Secondary structure prediction accuracy as a function of the surface accessibility by employing 11 bins. a) SS0 and SS1 according to SKSP+ assignment. b) SS0 and SS2 according to DSSP assignment. Error bars are estimated from standard deviations obtained from 10 folds.

One can also examine prediction accuracy based on misidentification errors between different secondary structure types. Compared to our previous method SPINE, misclassification errors are reduced in every category as shown in Table 3. The overall miss-classifications between H and C residues, between H and E residues and between E and C residues decrease from 9.4% to 8.2%, 1.9% to 1.2% and 9.2% to 8.4%, respectively. The reduction in error is most significant for the most severe misclassification, that between helical and strand states. In this case the error rate is cut by about a third.

Table 3.

Errors contributed by misclassification of residue states based on the dataset of 2640 proteins

Native Predicted Error (%)
SPINEa SPINE Xb
E C 5.61 5.06
E H 1.03 0.65
C E 3.54 3.36
C H 4.16 3.58
H E 0.85 0.59
H C 5.27 4.61
H ↔ C 9.43 8.19
H ↔ E 1.88 1.24
E ↔ C 9.15 8.36
a

From Ref. 17.

b

SS2 in SPINE X trained and tested in DSSP assignment (10-fold cross validation).

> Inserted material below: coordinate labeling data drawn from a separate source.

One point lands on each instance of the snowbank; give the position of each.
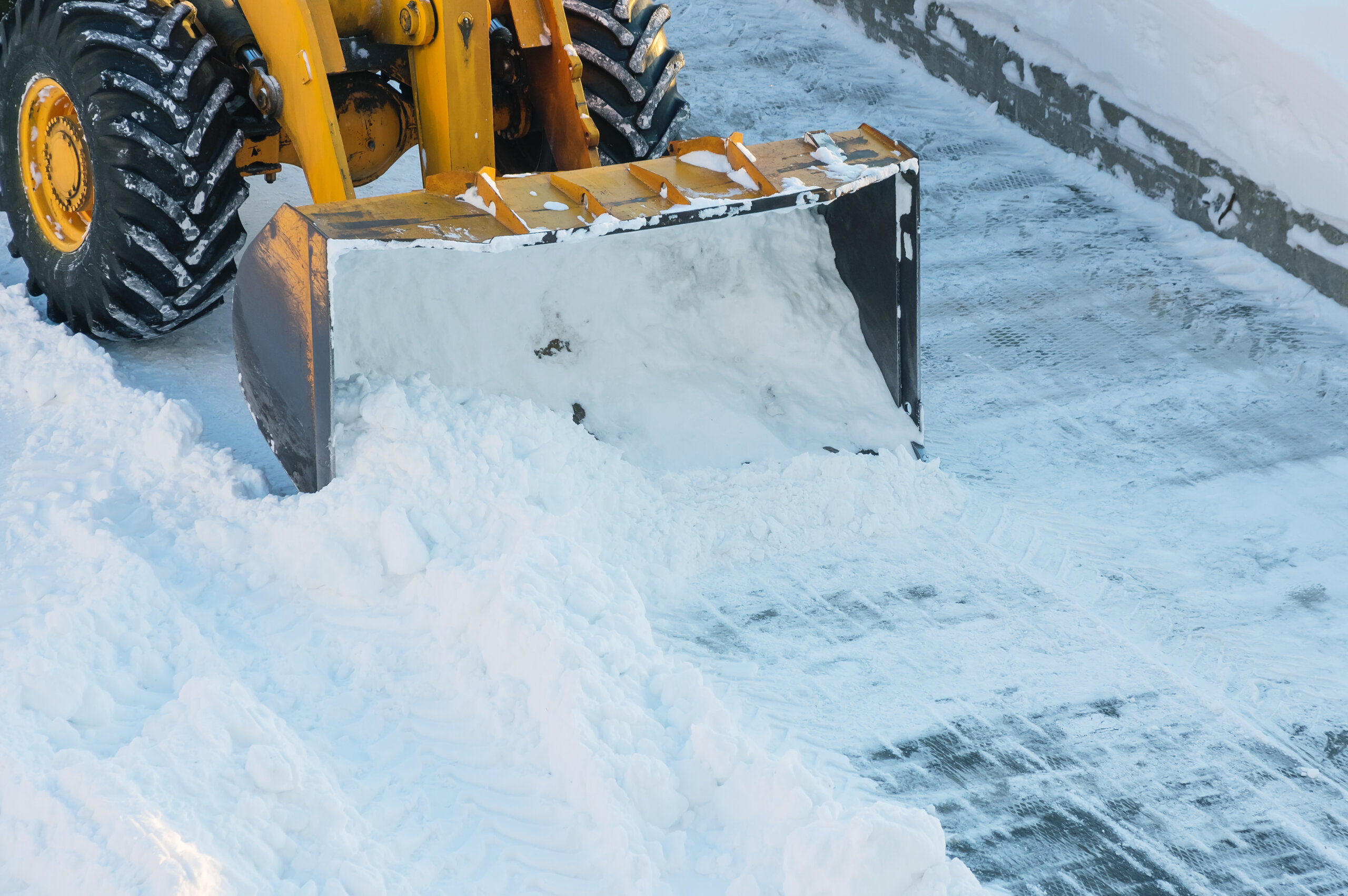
(1257, 87)
(436, 675)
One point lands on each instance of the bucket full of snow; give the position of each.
(721, 305)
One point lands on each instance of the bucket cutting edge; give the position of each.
(728, 337)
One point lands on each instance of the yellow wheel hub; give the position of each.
(54, 161)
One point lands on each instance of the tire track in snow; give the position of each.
(1084, 357)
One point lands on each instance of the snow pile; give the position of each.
(437, 675)
(1258, 87)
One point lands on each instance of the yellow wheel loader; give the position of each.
(691, 301)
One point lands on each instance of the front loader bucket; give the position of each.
(726, 305)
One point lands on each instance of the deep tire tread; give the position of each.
(161, 250)
(630, 76)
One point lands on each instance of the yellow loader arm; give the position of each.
(451, 69)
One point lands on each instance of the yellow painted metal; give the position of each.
(56, 165)
(742, 158)
(579, 193)
(437, 215)
(497, 205)
(658, 182)
(289, 39)
(559, 96)
(530, 29)
(355, 16)
(452, 80)
(405, 22)
(326, 30)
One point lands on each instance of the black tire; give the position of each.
(629, 76)
(165, 225)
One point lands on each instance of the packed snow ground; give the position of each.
(1102, 642)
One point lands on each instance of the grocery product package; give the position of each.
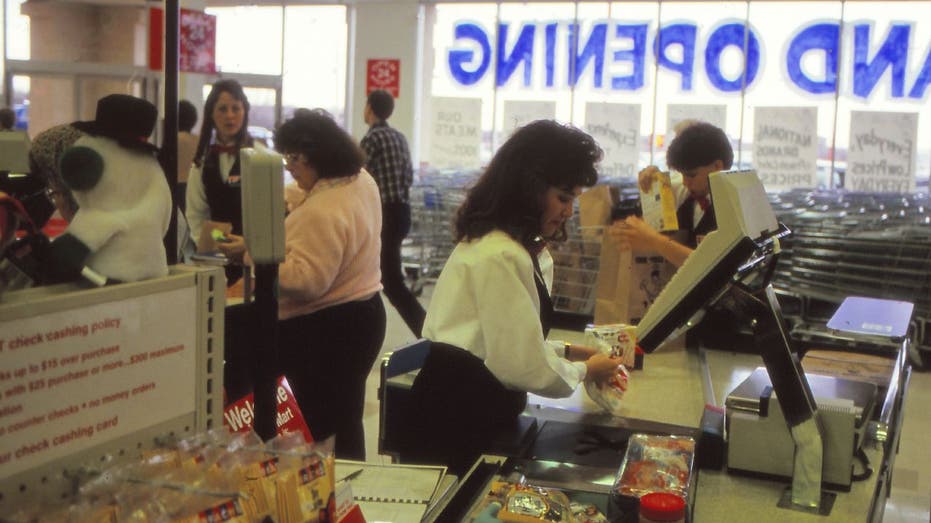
(622, 339)
(653, 463)
(609, 393)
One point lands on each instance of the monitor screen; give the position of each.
(745, 218)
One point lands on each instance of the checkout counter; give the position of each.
(817, 418)
(668, 396)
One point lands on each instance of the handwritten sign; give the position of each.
(616, 128)
(785, 146)
(677, 113)
(518, 113)
(383, 73)
(881, 155)
(455, 132)
(74, 379)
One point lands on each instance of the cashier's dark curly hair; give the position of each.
(234, 89)
(328, 148)
(510, 194)
(698, 145)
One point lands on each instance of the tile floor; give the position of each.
(909, 502)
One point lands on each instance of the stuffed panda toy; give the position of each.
(124, 203)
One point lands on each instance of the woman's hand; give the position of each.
(602, 366)
(635, 234)
(234, 248)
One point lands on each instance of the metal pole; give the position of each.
(169, 153)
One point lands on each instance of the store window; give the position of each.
(313, 48)
(315, 58)
(16, 32)
(827, 70)
(248, 39)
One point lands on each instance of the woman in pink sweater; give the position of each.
(330, 315)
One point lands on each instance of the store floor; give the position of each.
(909, 502)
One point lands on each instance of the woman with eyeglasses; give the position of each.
(490, 311)
(331, 317)
(698, 150)
(213, 186)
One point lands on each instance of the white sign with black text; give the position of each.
(881, 156)
(74, 379)
(518, 113)
(616, 128)
(456, 132)
(785, 146)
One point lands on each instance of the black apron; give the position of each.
(458, 406)
(686, 216)
(225, 201)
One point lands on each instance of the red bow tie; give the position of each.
(228, 149)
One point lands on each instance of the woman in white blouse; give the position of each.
(490, 311)
(213, 187)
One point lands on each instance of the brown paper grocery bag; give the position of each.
(628, 283)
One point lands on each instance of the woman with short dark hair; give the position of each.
(331, 317)
(213, 186)
(490, 310)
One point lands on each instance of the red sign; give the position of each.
(197, 41)
(383, 74)
(240, 415)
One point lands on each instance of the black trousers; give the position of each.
(457, 409)
(396, 223)
(327, 356)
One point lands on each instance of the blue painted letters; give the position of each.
(818, 37)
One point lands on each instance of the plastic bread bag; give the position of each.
(622, 339)
(609, 393)
(522, 503)
(306, 483)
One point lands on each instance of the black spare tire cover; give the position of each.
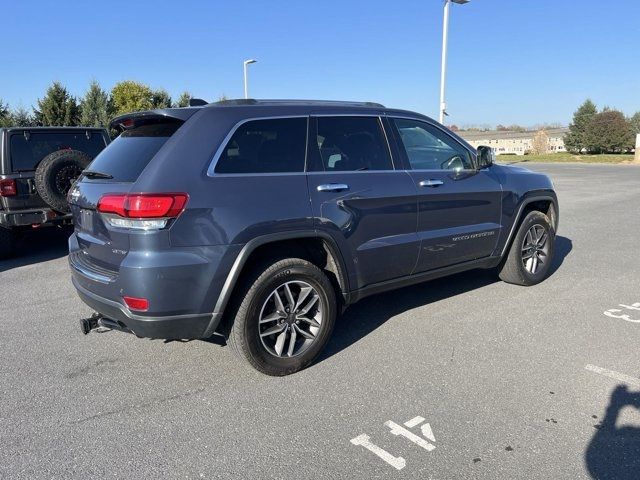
(55, 176)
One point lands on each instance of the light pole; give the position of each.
(246, 86)
(443, 67)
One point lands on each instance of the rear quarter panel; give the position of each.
(520, 186)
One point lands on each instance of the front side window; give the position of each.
(352, 144)
(428, 148)
(266, 146)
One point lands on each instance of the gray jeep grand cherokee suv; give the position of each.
(262, 220)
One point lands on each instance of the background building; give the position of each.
(519, 143)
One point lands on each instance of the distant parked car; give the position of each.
(262, 220)
(38, 165)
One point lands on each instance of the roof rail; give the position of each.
(197, 102)
(253, 101)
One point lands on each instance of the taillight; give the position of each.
(138, 304)
(8, 188)
(142, 210)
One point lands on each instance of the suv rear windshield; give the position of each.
(126, 157)
(27, 149)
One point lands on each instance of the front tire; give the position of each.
(531, 253)
(285, 318)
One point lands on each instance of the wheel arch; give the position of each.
(306, 244)
(546, 203)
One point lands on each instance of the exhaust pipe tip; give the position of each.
(91, 323)
(85, 326)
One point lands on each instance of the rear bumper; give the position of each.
(32, 217)
(166, 327)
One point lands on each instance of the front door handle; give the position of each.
(332, 187)
(431, 183)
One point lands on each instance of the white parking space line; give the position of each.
(398, 463)
(617, 313)
(365, 441)
(621, 377)
(413, 422)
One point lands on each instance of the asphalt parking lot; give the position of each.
(504, 381)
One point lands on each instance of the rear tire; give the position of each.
(55, 175)
(531, 253)
(7, 242)
(296, 301)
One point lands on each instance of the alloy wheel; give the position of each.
(290, 319)
(535, 248)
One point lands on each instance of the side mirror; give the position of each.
(486, 156)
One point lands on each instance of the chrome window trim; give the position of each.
(444, 130)
(211, 170)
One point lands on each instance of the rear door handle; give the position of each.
(332, 187)
(431, 183)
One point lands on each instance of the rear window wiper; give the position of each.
(92, 174)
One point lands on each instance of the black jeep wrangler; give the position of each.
(38, 165)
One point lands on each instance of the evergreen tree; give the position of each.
(21, 117)
(183, 99)
(57, 108)
(161, 99)
(609, 132)
(634, 122)
(5, 115)
(95, 107)
(576, 139)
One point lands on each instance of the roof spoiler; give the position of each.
(135, 119)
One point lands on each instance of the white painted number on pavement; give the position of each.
(617, 313)
(399, 463)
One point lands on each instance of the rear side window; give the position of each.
(27, 150)
(428, 148)
(266, 146)
(126, 157)
(352, 144)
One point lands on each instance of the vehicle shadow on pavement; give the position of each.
(563, 247)
(614, 452)
(38, 246)
(367, 315)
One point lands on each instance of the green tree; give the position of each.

2.2 Test datasets of 1833 and 1975 proteins

We examine whether or not we have an over training issue by employing multi-step repeated learning from the same database. We built a SPINE X server by using 95% of 2479 proteins for training and 5% as the over-fit protection. The SPINE X server was then tested on three separate datasets of 2640, 1833 and 1975 proteins. As Table 4 shows, even if 95% of the proteins were used in training, the overall accuracy of trained and testing proteins is only 0.7% (82.7%) higher than the ten-fold cross-validated result (82.0%) with a redistribution of accuracy for helical (+1%), coil (+1%), and strand (−1%) residues. This indicates that over training is not a significant problem in our SPINE X server. Indeed, the application of this server to the completely independent set of 1833 proteins leads to an accuracy of 81.3%. It is interesting to note that the distribution of helix, coil, strand residues in this set, 38.0%, 38.8%, 23.2% respectively, is very similar to the one found in the 2640 set, 38.2%, 38.8%, 23.0%, respectively. For the dataset of 1975 proteins, Q3 = 82.3%.

Table 4.

Comparison of secondary structure prediction for three different non-homologous datasets and two different assignment types

DSSP SKSP+

Method 2640 1833 1975 2640 1833 1975
SPINE X Q3 82.7±0.5 81.3±0.5 82.3±0.5 83.2±0.4 82.1±0.6 82.6±0.4
QH 87.4 86.1 87.4 88.1 87.1 88.0
QE 74.2 72.8 74.0 72.9 71.8 72.3
QC 83.3 81.6 82.3 84.7 83.0 83.4

PSIPRED Q3 80.9±0.4 80.6±0.6 81.6±0.4 80.6±0.5 80.3±0.5 80.9±0.4
QH 79.9 79.9 80.9 79.2 79.2 79.6
QE 73.2 73.1 74.3 71.8 71.4 72.3
QC 86.5 85.8 86.8 86.6 87.1 87.6

Server prediction accuracy for the three different non-homologous datasets described in the text. The SPINE X server was trained on 95% of the 2640 dataset, PSIPRED was trained on its own dataset of 1999 proteins. H denotes Helix, C for Coil, and E for Sheet. Error bars were calculated by splitting all proteins randomly into 10 equally sized sets and calculating the standard deviations of the accuracies among them.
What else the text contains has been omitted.